A survey conducted in five European countries, involving companies that have introduced new technologies and innovations, suggests that changes made to products and services have contributed significantly to the creation of new jobs, while changes in the production process contribute to job losses (Rennings et al., 2001). It can therefore be said that incorporating technology into the production process increases productivity by reducing the number of job.
Productivity is important for companies. In micro and small businesses, productivity levels are considerably low when compared to those of larger companies. This fact has important implications for the systemic productivity of the economy and, consequently, for the creation of objective conditions for development and the promotion of social equity. There is growing consensus that the pursuit of economic growth must include, on its agenda, the pursuit of increased productivity for individual companies and, consequently, for the economy as a whole.
In a company, innovations are incremental, often imperceptible to the consumer, but for the company they can generate technical efficiency, increased productivity, reduced costs, and increased quality. The optimization of production processes, product design, or the reduction in the use of materials and components in the production of a good can also be considered innovations of this type (Lemos, 2000). As for the concepts of innovation in business dynamics, these are numerous in the literature. As early as 1986, Kline and Rosenberg stated that for an innovation to be successful, there had to be a meeting between technical requirements and market needs. Later, Beuren (2000) defined innovation as a process in which a person or group of people creates an idea and implements it with some added value for the organization. For Cagnazzo et al. (2008), on the other hand, innovation is the meeting of a market need and a technology or business model that creates value for both the company and its customers. Baregheh, Rowley, and Sambrook (2009) defined innovation as a multi-stage process by which organizations transform ideas into new products, services, or processes, with the goal of advancing, competing, and successfully differentiating themselves in their markets.
The market is increasingly dynamic and new technologies are constantly being developed. Several studies show that as technologies are incorporated into companies, there is a positive impact on their productivity and profitability. Investments in new technologies that must be incorporated into production processes must be made increasingly quickly so that they remain competitive in an increasingly globalized world where technology is accessible to all, and those who are more agile in incorporating it will have a better chance of success.

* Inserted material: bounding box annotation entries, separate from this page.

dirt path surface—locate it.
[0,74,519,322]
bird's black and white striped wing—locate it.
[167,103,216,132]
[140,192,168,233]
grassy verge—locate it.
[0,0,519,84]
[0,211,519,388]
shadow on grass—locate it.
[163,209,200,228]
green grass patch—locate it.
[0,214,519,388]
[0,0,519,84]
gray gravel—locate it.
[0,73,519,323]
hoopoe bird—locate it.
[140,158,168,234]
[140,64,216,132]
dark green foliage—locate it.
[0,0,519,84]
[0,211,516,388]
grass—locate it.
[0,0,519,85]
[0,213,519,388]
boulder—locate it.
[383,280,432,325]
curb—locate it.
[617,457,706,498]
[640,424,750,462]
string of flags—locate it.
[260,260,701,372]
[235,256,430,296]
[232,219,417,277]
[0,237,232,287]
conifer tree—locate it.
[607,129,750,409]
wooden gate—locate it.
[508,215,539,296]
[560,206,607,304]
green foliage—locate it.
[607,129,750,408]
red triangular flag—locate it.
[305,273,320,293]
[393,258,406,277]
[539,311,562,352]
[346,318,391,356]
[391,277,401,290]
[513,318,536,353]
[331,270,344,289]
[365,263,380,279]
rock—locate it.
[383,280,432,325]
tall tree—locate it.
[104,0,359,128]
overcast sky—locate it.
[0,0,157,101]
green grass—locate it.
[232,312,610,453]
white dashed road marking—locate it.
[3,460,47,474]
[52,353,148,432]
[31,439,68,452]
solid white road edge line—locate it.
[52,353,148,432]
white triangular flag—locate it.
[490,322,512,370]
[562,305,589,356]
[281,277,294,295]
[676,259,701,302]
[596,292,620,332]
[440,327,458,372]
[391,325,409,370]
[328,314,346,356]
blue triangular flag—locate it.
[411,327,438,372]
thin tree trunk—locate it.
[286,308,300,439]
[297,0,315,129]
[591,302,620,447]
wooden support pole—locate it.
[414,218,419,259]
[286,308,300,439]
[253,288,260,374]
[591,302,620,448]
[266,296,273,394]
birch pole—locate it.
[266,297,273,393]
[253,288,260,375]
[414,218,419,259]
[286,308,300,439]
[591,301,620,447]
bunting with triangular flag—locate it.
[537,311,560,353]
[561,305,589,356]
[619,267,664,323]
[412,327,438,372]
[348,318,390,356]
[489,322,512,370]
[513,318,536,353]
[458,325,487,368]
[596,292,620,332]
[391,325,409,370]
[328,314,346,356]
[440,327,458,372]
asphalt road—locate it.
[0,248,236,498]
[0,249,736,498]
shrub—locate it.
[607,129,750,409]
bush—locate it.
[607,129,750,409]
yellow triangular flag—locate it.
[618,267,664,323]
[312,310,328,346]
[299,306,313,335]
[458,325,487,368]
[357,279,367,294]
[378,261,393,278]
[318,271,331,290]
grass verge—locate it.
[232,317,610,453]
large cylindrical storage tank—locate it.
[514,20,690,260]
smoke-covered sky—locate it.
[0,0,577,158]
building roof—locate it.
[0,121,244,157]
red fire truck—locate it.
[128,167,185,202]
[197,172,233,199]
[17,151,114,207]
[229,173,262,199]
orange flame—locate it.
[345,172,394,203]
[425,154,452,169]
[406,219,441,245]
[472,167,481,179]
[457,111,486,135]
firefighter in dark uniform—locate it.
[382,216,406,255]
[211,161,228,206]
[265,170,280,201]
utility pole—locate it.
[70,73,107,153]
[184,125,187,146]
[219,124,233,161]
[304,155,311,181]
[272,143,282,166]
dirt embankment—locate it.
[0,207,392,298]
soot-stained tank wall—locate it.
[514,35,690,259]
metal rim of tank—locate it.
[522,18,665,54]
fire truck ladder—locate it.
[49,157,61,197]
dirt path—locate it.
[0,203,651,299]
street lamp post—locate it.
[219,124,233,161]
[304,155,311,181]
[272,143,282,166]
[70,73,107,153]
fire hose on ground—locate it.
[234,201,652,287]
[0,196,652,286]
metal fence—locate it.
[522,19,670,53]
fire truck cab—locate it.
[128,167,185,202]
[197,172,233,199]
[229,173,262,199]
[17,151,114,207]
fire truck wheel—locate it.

We are in the Information Age, and the current issue has become “speed.” The world is constantly changing. With the use of digital tools, technology has enabled high speed in strategic decisions, processes, commercial transactions, logistics, and access to information. For academia, there is much opportunity for the development of new studies related to the adoption of new technologies and many innovations linked to the global process of business digitization that are not yet widely understood and may be the subject of future research.